As part of a homeschool civics class comprised of students in the 7th through 10th grade levels, students were asked to write opinion editorials on topics of their own choosing which reflect current themes in governance and policy-making.
Over the course of the next few weeks the class will be tracking the views of and commentary on their op-eds with the goal of generating as much meaningful community engagement as possible.
A prize will be awarded to the student who is most successful at generating meaningful community engagement with their op-ed.
Thanks so much for partnering with us to create this experience for the children and teaching them to be actively involved in the governance of their community!
What’s going on at the Sandpoint library?
Libraries are public spaces designed to serve the patrons who live in the community. Rumors are floating around that the Sandpoint Library is, perhaps, overlooking the needs of some of its constituents. There are two ends of the spectrum. On one end, some believe that the library is pushing a woke political agenda. On the other end, some praise the library, its resources, staff, and the range of library events and media. The question becomes, is either side justified in these divergent lines of thinking?
A recent reviewer on Yelp stated, rather pointedly, “It’s heartbreaking to see how libraries are being used to perpetrate a political agenda. Immediately upon walking in, you see two bookshelves loaded with political books that lean heavily to the left. We’ve seen kid’s books with the ideological leanings of the far left as well….”
When taking a look at where the Library stood during Covid-19, I found that during May of 2019-2021, the library continued to enforce wearing masks. This requirement continued after county mandates were lifted. Community response was highly negative and several protests took place. Even now, in 2023, there are still mask boxes throughout the building. In fact, there are multiple staff who still wear gloves and double masks.
When you enter the library, first thing you see is book displays. These displays are important because they create a first impression and an environment about what the library has to offer, seasonal trends and other types of cultural commentary. On a recent visit, I was pleasantly surprised that a broad range of interests seemed to be reflected on the shelves. Books ranging from The New Testament Christian Bible to an autobiography of a transgender person. One wonders if public complaint may, in some way, steer the toning-down of leftist media that has been a frequent fixture on the entry displays.
When talking with the Human Resource Director, she says, “The ongoing and number one goal is to make sure that everything is being represented.” She also made it clear the library is against all censorship. She continued, “We will not remove materials off of the shelves because somebody finds it offensive.”
When questioned how displays are rotated I was told it is completely up to the staff. It is also noted that they are picking books at “random” to put on display. However, it doesn’t seem likely, and it especially does not seem like a fair way of balancing the selections if books are arbitrarily picked. Mainly, what if the majority of the staff tends to select books based on personal biases and tastes that are not necessarily reflective of a wide readership?
For example, when reviewing the children’s area, I gravitated towards the historical section. I pulled 30 books at random from the shelves. Astonishingly, 21 of those were books on the history of African Americans and themes revolving around the Civil Rights Movement and oppression. While it is vital to learn about Black Americans and their history, it is likewise important that every ethnicity has a voice and receives equal representation. I find it odd that so much space seems dedicated to marginalized groups without proportionately celebrating other ethnic groups. It does not require special information to see that the main demographic of Sandpoint and the outlying areas are predominately white. So why are twice as many African-American books than all other ethnicities?
In our discussion, I asked about tailoring books to the main demographic of constituents. The Human Resource Director reported that only one person, the Principal Librarian, makes purchasing decisions for library materials. For example, if she believes a book will sit on the shelf for 10 years she will opt to not purchase it or sift it through an interlibrary loan process to be placed in another library.
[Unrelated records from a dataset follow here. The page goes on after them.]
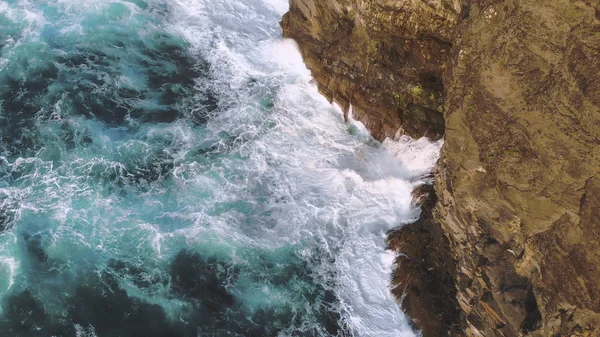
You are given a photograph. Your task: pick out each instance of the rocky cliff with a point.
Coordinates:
(509, 244)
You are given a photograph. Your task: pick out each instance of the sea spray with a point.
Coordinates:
(169, 169)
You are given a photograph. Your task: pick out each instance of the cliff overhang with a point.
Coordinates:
(509, 242)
Every human has a bias. So leaving all purchasing decisions to one person seems unwise. Perhaps this has to do with funding. Even so, such exclusivity may have an undue influence that impacts every library patron. However, when it comes to executive decisions there is a board of directors. The board may get involved to address complaints or issues that need governance beyond the principal librarian’s job description. Such as the prolonged mask mandates.
All things considered, there is evidence to support the idea that the library leans woke and, at the same time, that its more conservative patrons are also well served. What else can one expect in a town, even as small as Sandpoint, where news of the larger world has an impact on how we live and consume media? It’s no overstatement to say that some library staff have openly embraced the woke narrative. Consequently, this influences the overall environment of the library. As citizens, it is our civic duty and right to use our voice when we are faced with issues and concerns. We can take action by voting, voicing concerns to library staff, filling out forms for the board of directors, or even contacting local politicians. We can also talk with local friends and community members to become more influential and have an impact on public policy regarding libraries. Citizens can also engage in local government to advocate for changes representing public interest. This is the beauty of being a citizen of a community, using your voice to protect, guide, and build a better future for everyone.